Alzheimer’s disease (AD) is neurodegenerative disease that mainly occurs in the aging population. It manifests itself as dementia, which is a term that describes a range of behavioural changes such as memory loss, cognitive impairments and personality disturbances. AD pathology is characterized by the accumulation of insoluble amyloid β-peptide (Aβ) when amyloid precursor protein (APP) cleavage is shifted away from the non-amyloidogenic pathway towards the amyloidogenic pathway. This not only causes an increase in Aβ production, but also decreases the production of another protein, soluble amyloid precursor protein alpha (sAPPα), which is derived from the non-amyloidogenic pathway. sAPPα has been reported to have neuroprotective, neurotrophic, and neurogenic properties, and it has been suggested that this reduction in sAPPα contributes to the pathogenesis of AD. Hence increasing sAPPα in the AD brain may have therapeutic potential. However, previous methods attempting to increase sAPPα levels are either short-lived (injections) or impractical to implement (genetic manipulations).

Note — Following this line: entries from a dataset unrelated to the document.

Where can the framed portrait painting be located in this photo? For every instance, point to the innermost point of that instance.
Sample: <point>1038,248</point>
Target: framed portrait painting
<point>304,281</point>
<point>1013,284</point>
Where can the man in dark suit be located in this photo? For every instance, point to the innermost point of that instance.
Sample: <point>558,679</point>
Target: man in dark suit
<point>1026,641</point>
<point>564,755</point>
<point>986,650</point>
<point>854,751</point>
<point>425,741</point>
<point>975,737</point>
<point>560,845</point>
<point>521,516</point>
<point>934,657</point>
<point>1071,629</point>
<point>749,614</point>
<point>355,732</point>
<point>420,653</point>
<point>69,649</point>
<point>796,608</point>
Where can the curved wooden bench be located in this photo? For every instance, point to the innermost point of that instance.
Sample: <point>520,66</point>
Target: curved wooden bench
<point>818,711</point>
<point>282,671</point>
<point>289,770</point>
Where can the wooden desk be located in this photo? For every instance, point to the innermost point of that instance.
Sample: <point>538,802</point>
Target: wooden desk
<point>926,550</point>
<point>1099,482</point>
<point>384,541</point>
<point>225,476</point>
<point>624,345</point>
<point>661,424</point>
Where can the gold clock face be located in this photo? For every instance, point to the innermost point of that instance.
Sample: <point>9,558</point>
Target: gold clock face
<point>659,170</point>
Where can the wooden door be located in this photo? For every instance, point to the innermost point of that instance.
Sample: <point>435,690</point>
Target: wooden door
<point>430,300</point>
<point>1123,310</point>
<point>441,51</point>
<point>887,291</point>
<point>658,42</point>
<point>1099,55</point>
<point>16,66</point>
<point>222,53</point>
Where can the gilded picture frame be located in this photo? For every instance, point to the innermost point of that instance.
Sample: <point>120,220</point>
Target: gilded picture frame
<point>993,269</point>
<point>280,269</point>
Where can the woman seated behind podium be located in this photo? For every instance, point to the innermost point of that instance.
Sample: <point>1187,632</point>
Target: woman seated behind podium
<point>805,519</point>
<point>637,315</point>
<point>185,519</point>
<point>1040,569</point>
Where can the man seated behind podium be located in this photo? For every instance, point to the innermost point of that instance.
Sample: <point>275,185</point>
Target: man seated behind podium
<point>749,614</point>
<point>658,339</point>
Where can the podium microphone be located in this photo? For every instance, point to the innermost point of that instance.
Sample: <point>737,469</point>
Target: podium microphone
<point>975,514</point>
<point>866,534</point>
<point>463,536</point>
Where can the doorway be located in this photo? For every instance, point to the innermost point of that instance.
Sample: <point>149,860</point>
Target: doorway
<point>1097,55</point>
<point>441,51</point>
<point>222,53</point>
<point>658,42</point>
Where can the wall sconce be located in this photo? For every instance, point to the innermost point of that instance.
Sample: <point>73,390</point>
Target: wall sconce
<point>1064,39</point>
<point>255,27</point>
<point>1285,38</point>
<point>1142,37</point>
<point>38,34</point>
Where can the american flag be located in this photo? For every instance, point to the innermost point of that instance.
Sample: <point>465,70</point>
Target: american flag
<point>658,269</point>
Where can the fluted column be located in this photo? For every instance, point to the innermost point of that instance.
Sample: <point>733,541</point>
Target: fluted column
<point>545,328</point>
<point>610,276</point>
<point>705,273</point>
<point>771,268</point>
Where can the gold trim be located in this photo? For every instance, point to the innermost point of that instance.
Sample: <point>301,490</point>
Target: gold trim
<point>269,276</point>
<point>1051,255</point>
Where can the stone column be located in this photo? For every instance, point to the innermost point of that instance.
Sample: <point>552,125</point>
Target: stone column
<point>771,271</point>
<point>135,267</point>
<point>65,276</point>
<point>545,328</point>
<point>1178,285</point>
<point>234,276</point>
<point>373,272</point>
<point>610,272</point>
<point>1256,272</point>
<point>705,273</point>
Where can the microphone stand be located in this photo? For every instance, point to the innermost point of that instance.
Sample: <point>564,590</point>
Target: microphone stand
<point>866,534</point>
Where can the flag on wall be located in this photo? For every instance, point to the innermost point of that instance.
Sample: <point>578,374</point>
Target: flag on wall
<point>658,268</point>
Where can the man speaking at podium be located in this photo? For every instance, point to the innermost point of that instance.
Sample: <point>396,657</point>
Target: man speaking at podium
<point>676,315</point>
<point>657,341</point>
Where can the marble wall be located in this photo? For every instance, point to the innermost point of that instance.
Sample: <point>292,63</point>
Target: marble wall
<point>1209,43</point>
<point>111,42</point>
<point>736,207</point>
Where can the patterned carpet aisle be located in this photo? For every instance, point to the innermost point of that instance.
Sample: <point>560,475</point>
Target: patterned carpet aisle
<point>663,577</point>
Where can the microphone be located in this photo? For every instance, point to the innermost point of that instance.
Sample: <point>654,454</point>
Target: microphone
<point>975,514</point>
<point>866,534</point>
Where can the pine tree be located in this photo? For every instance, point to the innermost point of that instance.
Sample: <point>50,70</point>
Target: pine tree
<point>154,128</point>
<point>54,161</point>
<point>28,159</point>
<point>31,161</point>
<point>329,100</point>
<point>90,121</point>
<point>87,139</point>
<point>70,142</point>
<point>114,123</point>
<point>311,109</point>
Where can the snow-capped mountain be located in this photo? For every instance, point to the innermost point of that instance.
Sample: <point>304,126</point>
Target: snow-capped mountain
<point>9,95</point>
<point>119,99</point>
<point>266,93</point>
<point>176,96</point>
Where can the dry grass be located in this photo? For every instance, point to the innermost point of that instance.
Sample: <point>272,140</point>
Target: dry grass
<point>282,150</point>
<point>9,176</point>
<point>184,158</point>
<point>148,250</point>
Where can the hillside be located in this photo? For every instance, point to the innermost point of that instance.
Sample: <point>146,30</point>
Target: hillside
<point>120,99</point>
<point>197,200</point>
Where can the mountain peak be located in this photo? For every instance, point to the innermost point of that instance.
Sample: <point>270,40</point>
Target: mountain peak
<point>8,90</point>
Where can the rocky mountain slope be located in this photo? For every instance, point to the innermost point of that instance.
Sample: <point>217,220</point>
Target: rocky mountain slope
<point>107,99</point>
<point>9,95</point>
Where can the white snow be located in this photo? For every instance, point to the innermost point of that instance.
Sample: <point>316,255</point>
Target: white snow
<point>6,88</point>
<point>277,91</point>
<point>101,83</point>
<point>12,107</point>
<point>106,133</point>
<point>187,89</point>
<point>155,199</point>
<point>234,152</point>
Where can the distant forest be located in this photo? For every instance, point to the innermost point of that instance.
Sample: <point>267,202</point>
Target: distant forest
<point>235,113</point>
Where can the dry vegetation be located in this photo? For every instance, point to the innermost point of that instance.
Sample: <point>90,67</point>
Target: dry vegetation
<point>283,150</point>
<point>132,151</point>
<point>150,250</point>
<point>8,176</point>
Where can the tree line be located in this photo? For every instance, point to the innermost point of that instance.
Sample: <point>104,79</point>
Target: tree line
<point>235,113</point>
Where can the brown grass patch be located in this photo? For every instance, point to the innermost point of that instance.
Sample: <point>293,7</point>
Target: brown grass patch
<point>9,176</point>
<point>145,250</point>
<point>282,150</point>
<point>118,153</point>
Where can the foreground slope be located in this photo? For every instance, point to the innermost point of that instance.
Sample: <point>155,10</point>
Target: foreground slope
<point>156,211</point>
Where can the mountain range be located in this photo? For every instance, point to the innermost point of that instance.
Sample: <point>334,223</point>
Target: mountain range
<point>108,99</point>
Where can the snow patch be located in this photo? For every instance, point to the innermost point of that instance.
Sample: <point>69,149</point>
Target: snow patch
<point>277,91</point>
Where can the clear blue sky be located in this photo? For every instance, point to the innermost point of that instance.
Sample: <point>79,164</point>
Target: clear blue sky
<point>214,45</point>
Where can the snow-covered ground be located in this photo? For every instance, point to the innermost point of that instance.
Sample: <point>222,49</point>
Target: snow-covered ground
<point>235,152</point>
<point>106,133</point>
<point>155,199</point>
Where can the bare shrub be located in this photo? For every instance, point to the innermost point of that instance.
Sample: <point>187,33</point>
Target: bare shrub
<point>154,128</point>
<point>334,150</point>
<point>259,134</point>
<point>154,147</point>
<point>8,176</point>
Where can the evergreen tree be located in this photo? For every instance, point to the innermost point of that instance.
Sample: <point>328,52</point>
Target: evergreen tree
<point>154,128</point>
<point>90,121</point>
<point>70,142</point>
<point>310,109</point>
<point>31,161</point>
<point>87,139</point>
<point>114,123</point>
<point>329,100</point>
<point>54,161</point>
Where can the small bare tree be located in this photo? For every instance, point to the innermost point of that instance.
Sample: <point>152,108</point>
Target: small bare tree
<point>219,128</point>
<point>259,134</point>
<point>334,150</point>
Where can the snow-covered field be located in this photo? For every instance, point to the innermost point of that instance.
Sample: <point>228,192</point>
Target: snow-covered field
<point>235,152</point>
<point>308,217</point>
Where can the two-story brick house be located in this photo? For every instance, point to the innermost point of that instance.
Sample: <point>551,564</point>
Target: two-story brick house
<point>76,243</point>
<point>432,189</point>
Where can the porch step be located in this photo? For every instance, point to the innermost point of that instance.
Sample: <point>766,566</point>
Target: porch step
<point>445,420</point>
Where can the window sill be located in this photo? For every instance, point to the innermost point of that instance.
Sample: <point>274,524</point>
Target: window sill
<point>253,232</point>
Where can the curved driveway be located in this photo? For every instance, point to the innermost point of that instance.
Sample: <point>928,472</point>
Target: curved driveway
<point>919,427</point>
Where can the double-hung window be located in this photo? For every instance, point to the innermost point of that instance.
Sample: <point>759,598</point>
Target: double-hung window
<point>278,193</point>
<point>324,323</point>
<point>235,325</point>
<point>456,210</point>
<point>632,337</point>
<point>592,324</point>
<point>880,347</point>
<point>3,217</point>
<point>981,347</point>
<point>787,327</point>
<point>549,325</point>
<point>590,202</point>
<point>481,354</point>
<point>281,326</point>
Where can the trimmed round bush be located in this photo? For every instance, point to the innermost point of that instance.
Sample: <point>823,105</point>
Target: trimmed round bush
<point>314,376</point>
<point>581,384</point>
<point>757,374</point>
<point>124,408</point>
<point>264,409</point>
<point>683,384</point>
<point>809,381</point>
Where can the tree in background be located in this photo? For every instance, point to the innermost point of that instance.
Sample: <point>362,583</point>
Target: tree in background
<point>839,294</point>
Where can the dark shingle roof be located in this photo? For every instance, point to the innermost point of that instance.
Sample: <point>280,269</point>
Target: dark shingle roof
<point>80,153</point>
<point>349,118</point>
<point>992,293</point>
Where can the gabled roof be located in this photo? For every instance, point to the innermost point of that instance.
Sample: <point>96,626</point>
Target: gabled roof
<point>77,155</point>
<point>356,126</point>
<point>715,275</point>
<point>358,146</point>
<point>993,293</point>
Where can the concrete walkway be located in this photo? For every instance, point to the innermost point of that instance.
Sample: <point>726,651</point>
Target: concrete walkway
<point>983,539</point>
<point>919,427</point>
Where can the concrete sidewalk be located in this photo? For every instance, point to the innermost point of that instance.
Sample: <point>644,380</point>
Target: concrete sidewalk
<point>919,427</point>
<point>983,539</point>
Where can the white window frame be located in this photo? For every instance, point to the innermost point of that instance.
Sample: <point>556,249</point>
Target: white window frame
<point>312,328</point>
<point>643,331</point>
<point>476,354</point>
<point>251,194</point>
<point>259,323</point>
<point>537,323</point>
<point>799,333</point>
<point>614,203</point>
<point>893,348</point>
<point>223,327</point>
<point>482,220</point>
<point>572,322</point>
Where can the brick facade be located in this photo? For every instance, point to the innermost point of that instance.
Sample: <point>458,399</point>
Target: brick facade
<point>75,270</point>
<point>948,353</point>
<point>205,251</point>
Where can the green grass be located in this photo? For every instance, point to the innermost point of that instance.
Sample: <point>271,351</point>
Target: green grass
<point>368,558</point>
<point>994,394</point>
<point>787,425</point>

The principal aim of this thesis was to use a lentiviral vector with a synapsin promoter containing sAPPα to induce sAPPα over-expression in neurons in a mouse model of AD (APP/PS1). Mice were given bilateral intrahippocampal injections at 4 months of age, before the manifestation of AD-like symptoms and pathology. At 12 months of age, after the reported time of symptom onset, animals underwent a battery of behavioural tests, and were subsequently euthanised for electrophysiology and post-mortem analyses. Transgenic APP/PS1 mice overexpressing sAPPα performed significantly better than untreated littermates in all aspects of the water maze task. sAPPα treatment also resulted in partial treatment effects of paired-pulse inhibition and long-term potentiation. However, post-mortem analyses did not show that pathology was altered by sAPPα treatment.
The findings of the current study suggest that lentiviral mediated sAPPα overexpression applied at a young age was long-lasting and sufficient to protect against some of the cognitive and synaptic deficits of AD. Therefore, sAPPα may have therapeutic potential in protecting against AD even before the disease pathology manifestation.